Must be busy formulating some other brilliant argument.  Those damned facts must have gotten in the way again...

All joking aside, this is pretty typical of program people.  When the facts are staring them right in the face, they must either admit that they were wrong, or withdraw.  Let's just say, an admission won't be forthcoming.  

I consider withdrawal tacit concession of the point.

odie:
A bot???? LMAO!! So I'm one of the programmed huh. Well I guess you just don't know me. Yes I am a Daytop Graduate but far from being programmed or a bot...lol. I said I wasn't going to debate the subject anymore on here but you declined my invitation. I'll just leave you with a few tidbits about the law ( gee do I know anything about law?....LMAO if you only knew) but anyways. Do you know who were the biggest lobbyists for HIPPA?....The insurance industry...but thats a whole different debate. You keep saying that patients mandated by the courts have no rights. We living under communist rule now? There may be consequences to the patient revoking consent in the case of being a criminal justice client but they have the right to do so . May records be used for criminal investigations or prosecutions? Yes, but only after a lengthy hearing process has taken place. Can the therapist initiate the hearing process? Yes, but its called a John Doe hearing for a reason so good luck and just remember if you initiate it and fails I doubt very much anyone else would ever trust to be your client again. Why I haven't responded sooner? Well I have a life and don't spend my whole day sifting through these posts. I'll be in New York in November, maybe we should have lunch. I'll even let you pay since I'm one of those programmed bots that probably makes measly money...LMAOROTF.
My opinions may have changed, but not the fact that I am right.
-- Ashleigh Brilliant

--- End quote ---

Troll Control:
you never explained why you quoted the wrong title and part of the law.  why did you do that and then not even admit it?

Anonymous:
Hey Dysfunction - re your beef with Anonymous on page 3.  There seems to be a lot of confusing "laws" in America nowadays.  (If the difference depends on what program is funded by which part of government, I hardly think this counts as a law!)

But I was just thinking.  If you were a Catholic PRIEST... you couldn't tell anyone, even if a guy confessed to you to murder.  You couldn't tell anyone - by the rules of your CHURCH - if they said they were GOING to murder someone... which correct me someone if I'm wrong, I think is the only situation in which it is commonly accepted that the "professional confidante", including therapist, has a duty to tell anyone, to prevent the loss of a life.  I think that a Catholic priest might, and I mean *might*, say something in this situation - depending upon his own interpretation of the ethics involved.

It's not surprising to me that the authorities in America are trying to make it mandatory for people to tell on other people in all sorts of situations - it's a snitch society, and has become even more so since the "Homeland Security" act and other farces.

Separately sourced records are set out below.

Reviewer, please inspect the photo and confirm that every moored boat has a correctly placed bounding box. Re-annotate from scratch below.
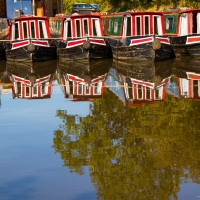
[163,8,200,57]
[6,14,57,62]
[6,61,56,99]
[57,59,111,101]
[101,11,172,61]
[50,13,112,60]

However, I BELIEVE that Catholic priests have been pressed to break the sanctity of the confessional before, in situations such as prisons, and they have always refused to do it.  Just refused, point blank.

And I expect that they are so powerful as a worldwide organisation that no authority would really dare cross them by saying that they *have* to be snitches.

If I heard some shit like that in a "program", anyway, I would never tell.  I simply don't believe in it.  If you DO agree to tell things that people say to authority, you can never have the trust of the people you are trying to treat.


PS.  This poster is not a Catholic, but I am interested in religion!  I like novels with religious characters in them.  (I don't count Miller Newton etc as men of faith, either!!)

Troll Control:
MHL ยง33.13(c)(9)(ii) With consent of appropriate Commissioner, patient information may be disclosed to persons and agencies needing information to locate missing persons or to governmental agencies in connection with criminal investigations.

This is a NYS LAW, not a "regulation."  The fact that it "hardly seems like a law" to you is materially irrelevent.
________________________________________________
"which correct me someone if I'm wrong, I think is the only situation in which it is commonly accepted that the "professional confidante", including therapist, has a duty to tell anyone, to prevent the loss of a life."

Yes, you're wrong.  Here's the correction: child abuse must be reported.

Your argument comparing a priest to a therapist is deeply, deeply flawed.

Hope that helps.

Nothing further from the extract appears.